Science of Dogs Recognizing Voice Over the Phone

Science of Can Dogs Recognize Voice Over The Phone?

Pooches have a hearing frequency range of about 40 to 40,000 Hz. This, along with their 18 ear muscles, permits a strong sense of hearing.  When someone that they love’s voice comes on the other end of the phone, they are able to hear it up to four times the distance away as we can. That is why they come running with excitement if they alert to your voice. The sound frequency of a cell phone falls between the 6,000-20,000 Hz range. This is smack dab in the center of a dog’s ability to hear.

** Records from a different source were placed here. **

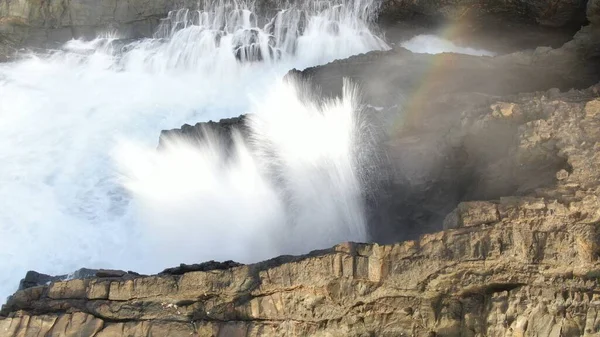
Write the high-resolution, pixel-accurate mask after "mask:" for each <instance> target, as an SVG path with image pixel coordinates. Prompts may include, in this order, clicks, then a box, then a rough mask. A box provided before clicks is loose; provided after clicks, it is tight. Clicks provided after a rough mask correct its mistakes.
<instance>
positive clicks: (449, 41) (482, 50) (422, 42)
mask: <svg viewBox="0 0 600 337" xmlns="http://www.w3.org/2000/svg"><path fill="white" fill-rule="evenodd" d="M400 45H401V46H402V47H404V48H406V49H408V50H410V51H412V52H414V53H424V54H439V53H444V52H450V53H457V54H467V55H476V56H494V55H496V53H494V52H492V51H489V50H485V49H476V48H470V47H461V46H457V45H455V44H454V43H452V41H449V40H446V39H443V38H441V37H439V36H435V35H429V34H425V35H418V36H415V37H413V38H412V39H410V40H408V41H404V42H402V43H401V44H400Z"/></svg>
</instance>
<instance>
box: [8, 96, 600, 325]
mask: <svg viewBox="0 0 600 337" xmlns="http://www.w3.org/2000/svg"><path fill="white" fill-rule="evenodd" d="M598 88H599V86H594V87H591V88H589V89H586V90H571V91H568V92H563V93H561V92H560V91H559V90H550V91H546V92H538V93H531V94H519V95H512V96H510V95H509V96H504V97H495V98H490V97H487V98H486V100H485V101H483V102H479V103H476V104H474V106H472V107H471V108H469V109H465V110H463V111H462V113H461V116H462V117H461V118H460V120H461V121H462V124H463V125H464V126H462V129H461V130H463V131H464V132H462V133H460V132H456V133H455V135H459V134H461V135H462V138H461V139H462V140H463V141H464V142H463V143H464V144H465V145H464V146H465V147H467V149H465V151H466V152H467V153H471V154H474V152H472V151H470V150H469V149H468V146H469V144H470V145H471V146H474V144H477V143H479V142H480V141H481V140H482V139H483V138H477V137H475V138H474V139H471V140H472V142H471V143H469V142H466V141H465V140H466V139H469V137H474V136H473V135H477V133H476V132H475V131H476V130H480V134H484V131H486V132H487V134H488V135H489V136H490V137H491V138H492V140H494V134H493V131H494V129H497V128H498V126H500V125H505V126H506V127H508V129H510V130H511V131H510V132H514V134H513V136H514V137H512V138H510V139H511V142H510V143H511V144H512V145H511V146H509V147H507V148H508V151H509V152H508V153H507V154H503V155H502V156H498V158H497V160H496V161H493V160H492V161H490V162H489V163H488V164H487V165H483V164H482V165H481V166H480V167H479V168H480V169H482V171H481V172H480V176H479V184H482V183H483V184H484V185H485V183H487V182H494V181H495V180H496V179H498V178H501V177H506V178H510V179H517V181H516V182H511V181H502V180H501V182H502V184H511V183H512V184H515V185H516V186H517V187H518V188H517V190H512V191H511V190H510V189H509V190H507V192H506V193H509V192H515V193H514V194H505V195H503V196H500V197H498V198H493V199H485V200H482V199H479V200H480V201H477V199H472V200H463V201H462V202H460V203H458V205H457V206H456V207H455V209H454V210H452V211H451V212H448V213H447V214H446V216H445V219H443V221H440V224H443V226H444V228H445V231H442V232H437V233H431V234H424V235H422V236H420V237H418V238H417V239H415V240H409V241H405V242H402V243H396V244H392V245H378V244H358V243H356V244H354V243H348V244H341V245H338V246H336V247H334V248H332V249H328V250H323V251H316V252H312V253H310V254H307V255H305V256H299V257H285V256H284V257H280V258H276V259H273V260H269V261H265V262H262V263H258V264H253V265H237V264H235V263H232V262H227V263H225V264H217V263H212V264H205V265H198V266H181V267H179V268H176V269H173V270H171V271H165V273H163V274H160V275H156V276H134V277H132V278H130V279H125V278H123V277H118V275H104V276H107V277H96V278H91V279H90V278H88V279H74V280H69V281H61V282H53V283H51V284H49V285H40V286H35V287H30V288H27V289H24V290H21V291H18V292H17V293H16V294H15V295H14V296H13V297H11V298H10V299H9V300H8V302H7V304H6V305H5V306H4V307H3V309H2V311H1V312H0V315H1V316H2V317H3V318H1V319H0V335H2V336H75V335H77V336H190V335H192V336H194V335H195V336H403V335H405V336H598V335H600V318H599V317H600V316H599V315H598V312H599V311H600V300H599V299H600V297H599V296H600V294H598V288H599V287H600V284H599V282H600V281H599V280H600V279H599V278H598V277H599V275H600V260H599V257H600V226H599V224H600V169H599V168H600V155H599V153H600V151H598V150H599V146H600V145H599V144H600V142H599V140H600V96H599V94H600V90H599V89H598ZM490 101H491V102H492V103H491V104H489V102H490ZM448 104H449V103H448ZM418 124H419V121H417V122H416V124H415V125H418ZM406 137H409V136H408V135H403V136H402V137H399V138H398V139H399V140H400V141H401V142H403V141H404V142H405V141H407V140H406ZM417 137H418V135H417ZM417 140H418V138H417ZM390 146H391V147H390V149H401V148H398V147H393V146H392V145H390ZM398 154H399V155H402V153H398ZM447 155H448V156H451V154H448V153H447ZM556 159H560V163H561V165H555V163H554V160H556ZM466 161H468V158H467V160H466ZM511 161H514V162H511ZM544 162H545V163H553V164H551V165H548V166H545V167H543V171H544V172H546V173H547V174H548V175H547V176H546V177H544V178H543V179H542V180H544V181H545V182H544V184H541V185H540V184H538V183H536V182H535V181H529V179H530V178H531V176H529V175H526V174H525V175H524V173H523V171H519V170H516V171H511V170H514V169H515V168H519V167H523V166H524V167H528V166H529V165H530V163H535V165H534V166H537V165H539V164H540V163H544ZM436 167H437V165H436ZM426 168H427V167H424V169H426ZM444 169H445V168H444ZM521 175H523V177H522V178H527V179H523V180H518V179H519V177H520V176H521ZM549 176H551V177H550V178H549ZM528 182H529V183H530V186H527V183H528ZM434 188H435V186H434ZM471 188H474V189H478V188H483V189H485V186H475V187H471ZM440 229H441V227H440Z"/></svg>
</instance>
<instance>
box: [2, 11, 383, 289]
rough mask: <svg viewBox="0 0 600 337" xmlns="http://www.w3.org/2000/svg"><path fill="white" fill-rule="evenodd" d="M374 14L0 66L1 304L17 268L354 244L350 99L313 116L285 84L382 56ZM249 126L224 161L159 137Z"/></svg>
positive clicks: (189, 27) (202, 34)
mask: <svg viewBox="0 0 600 337" xmlns="http://www.w3.org/2000/svg"><path fill="white" fill-rule="evenodd" d="M375 10H376V6H375V5H374V4H373V2H372V1H371V0H336V1H326V2H322V1H309V2H305V3H303V4H301V5H297V6H288V7H287V9H285V10H281V11H279V12H277V13H275V14H274V15H271V18H270V19H267V20H262V19H261V18H260V17H262V16H261V15H258V14H257V13H256V11H255V10H254V9H253V8H252V7H251V6H249V5H245V4H241V3H233V2H213V3H209V4H206V5H205V6H203V9H202V10H200V11H189V10H181V11H177V12H173V13H171V14H170V15H169V17H168V18H166V19H165V21H164V23H163V25H162V26H161V28H160V29H159V30H158V32H157V33H156V36H155V37H154V38H152V39H144V40H140V41H136V42H131V43H123V42H122V41H120V40H118V39H117V38H116V36H104V37H99V38H97V39H95V40H93V41H87V42H85V41H71V42H69V43H67V44H66V45H65V46H64V48H63V49H62V50H58V51H54V52H50V53H48V54H44V55H40V54H38V55H33V54H32V55H27V56H26V57H24V58H23V59H22V60H20V61H17V62H12V63H6V64H2V65H0V162H1V163H2V164H1V166H0V198H1V200H2V202H0V298H4V297H5V296H7V295H8V294H9V293H10V292H12V291H14V290H15V287H16V285H17V283H18V280H19V279H20V278H21V277H22V276H23V275H24V273H25V271H26V270H29V269H35V270H38V271H41V272H45V273H53V274H61V273H67V272H69V271H72V270H75V269H78V268H80V267H84V266H85V267H90V268H98V267H102V268H120V269H133V270H136V271H141V272H156V271H158V270H160V269H161V268H163V267H167V266H170V265H174V264H177V263H180V262H187V263H192V262H198V261H203V260H208V259H234V260H238V261H241V262H251V261H256V260H258V259H263V258H267V257H270V256H274V255H277V254H283V253H300V252H305V251H308V250H310V249H313V248H320V247H324V246H329V245H332V244H334V243H337V242H339V241H344V240H363V239H364V238H365V228H364V218H363V214H362V205H361V203H360V196H359V194H360V179H361V177H360V172H359V171H358V170H357V167H359V166H360V165H358V163H357V156H356V155H355V151H356V144H357V143H358V140H357V139H358V138H357V134H358V131H357V130H358V129H359V128H360V121H359V120H358V119H357V115H356V111H357V110H358V107H357V104H356V97H355V93H354V91H353V90H351V89H350V87H349V88H348V90H347V94H346V96H345V97H343V98H342V99H340V100H337V101H332V102H327V103H323V104H317V103H315V102H311V101H310V100H308V101H307V100H304V99H300V98H299V96H303V95H301V92H302V90H303V89H302V87H301V86H300V87H298V86H296V85H294V84H289V83H283V82H282V81H281V78H282V76H283V75H284V74H285V73H286V72H287V71H288V70H289V69H291V68H294V67H295V68H304V67H307V66H311V65H316V64H322V63H326V62H329V61H332V60H334V59H337V58H344V57H347V56H350V55H352V54H358V53H363V52H367V51H369V50H373V49H385V48H387V46H386V44H385V43H384V42H383V41H381V40H380V39H379V38H377V37H376V36H375V35H374V34H373V33H372V32H371V31H370V30H369V26H368V22H369V20H370V18H371V17H372V15H373V14H374V12H375ZM245 112H253V113H255V117H253V118H252V119H251V130H252V132H251V137H250V138H251V139H250V140H249V141H243V140H242V139H240V138H239V137H238V139H237V140H236V141H235V142H234V144H235V151H233V154H232V155H231V157H230V158H224V152H223V151H222V149H221V147H220V145H219V144H217V143H209V144H207V145H205V146H203V147H196V148H191V147H189V146H187V145H185V144H182V143H181V142H179V141H177V140H172V141H171V142H169V143H168V145H167V149H166V151H162V152H160V153H157V152H155V151H154V148H155V146H156V144H157V140H158V136H159V133H160V130H162V129H170V128H175V127H179V126H180V125H182V124H183V123H186V122H192V123H193V122H197V121H201V120H209V119H218V118H222V117H229V116H237V115H240V114H242V113H245Z"/></svg>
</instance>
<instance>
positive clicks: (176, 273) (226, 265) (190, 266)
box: [159, 260, 243, 275]
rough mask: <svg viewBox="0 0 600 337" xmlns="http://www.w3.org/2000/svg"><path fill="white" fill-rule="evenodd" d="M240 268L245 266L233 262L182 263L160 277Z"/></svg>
mask: <svg viewBox="0 0 600 337" xmlns="http://www.w3.org/2000/svg"><path fill="white" fill-rule="evenodd" d="M239 266H243V264H241V263H237V262H234V261H231V260H229V261H225V262H217V261H208V262H204V263H200V264H184V263H182V264H180V265H179V267H174V268H167V269H165V270H163V271H162V272H161V273H159V275H182V274H185V273H190V272H193V271H211V270H227V269H231V268H234V267H239Z"/></svg>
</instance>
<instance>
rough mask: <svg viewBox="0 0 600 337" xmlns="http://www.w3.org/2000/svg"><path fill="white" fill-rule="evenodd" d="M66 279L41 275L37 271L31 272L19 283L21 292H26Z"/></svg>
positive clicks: (19, 282)
mask: <svg viewBox="0 0 600 337" xmlns="http://www.w3.org/2000/svg"><path fill="white" fill-rule="evenodd" d="M63 279H64V278H63V277H61V276H50V275H46V274H41V273H38V272H36V271H33V270H30V271H28V272H27V274H26V275H25V278H23V279H22V280H21V282H19V290H25V289H27V288H33V287H39V286H43V285H46V284H48V283H50V282H53V281H60V280H63Z"/></svg>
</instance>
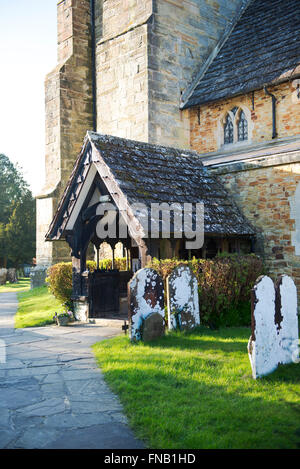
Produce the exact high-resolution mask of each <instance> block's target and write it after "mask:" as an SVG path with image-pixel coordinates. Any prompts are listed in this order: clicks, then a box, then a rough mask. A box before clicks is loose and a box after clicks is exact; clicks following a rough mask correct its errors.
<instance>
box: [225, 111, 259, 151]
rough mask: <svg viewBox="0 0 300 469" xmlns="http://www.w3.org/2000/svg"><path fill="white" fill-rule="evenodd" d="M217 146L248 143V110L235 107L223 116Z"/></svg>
mask: <svg viewBox="0 0 300 469" xmlns="http://www.w3.org/2000/svg"><path fill="white" fill-rule="evenodd" d="M220 123H221V132H220V134H219V135H220V140H219V146H220V147H222V146H223V145H232V144H237V143H249V142H250V140H251V130H252V122H251V113H250V111H248V109H246V108H245V106H243V107H238V106H235V107H233V108H231V109H230V110H229V111H227V112H226V113H225V115H223V118H222V121H220Z"/></svg>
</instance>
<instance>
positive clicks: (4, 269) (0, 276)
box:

With that, yes, your dog can hear you. Your dog can also recognize you. The dilemma and debate lies with whether your dog can connect the dots between knowing that you aren’t present, not being able to see you or smell you, yet hearing you without getting too confused. This conclusion is what will lead to his decision to alert. 

Can You Train Dogs to Recognizing Voice Over the Phone?

Training of Can Dogs Recognize Voice Over The Phone?

Whether or not a dog recognizes a voice over the phone has to do with their physical makeup. How old are they? Is their hearing fully developed (after 4 weeks of age), are they still in their younger years, how good of a quality is the sound coming from the phone, etc. Even though you can’t train a dog’s genetic makeup and age, you can help reward a dog for alerting when your voice is projected. 

How to React if Your Dog Recognizes Your Voice over the Phone

  • Provide praise. Let your dog know that you are proud of him and very happy that he recognized your voice through someone on the other end of the phone giving him love, treats, walking through the door, etc.
  • Use high pitched tones. This will allow your dog to get excited instead of uninterested.
  • Provide comfort. Should your dog get confused and/or upset because he can hear you, yet he is anxious that he cannot see or smell you, ensure that there is someone there to comfort him.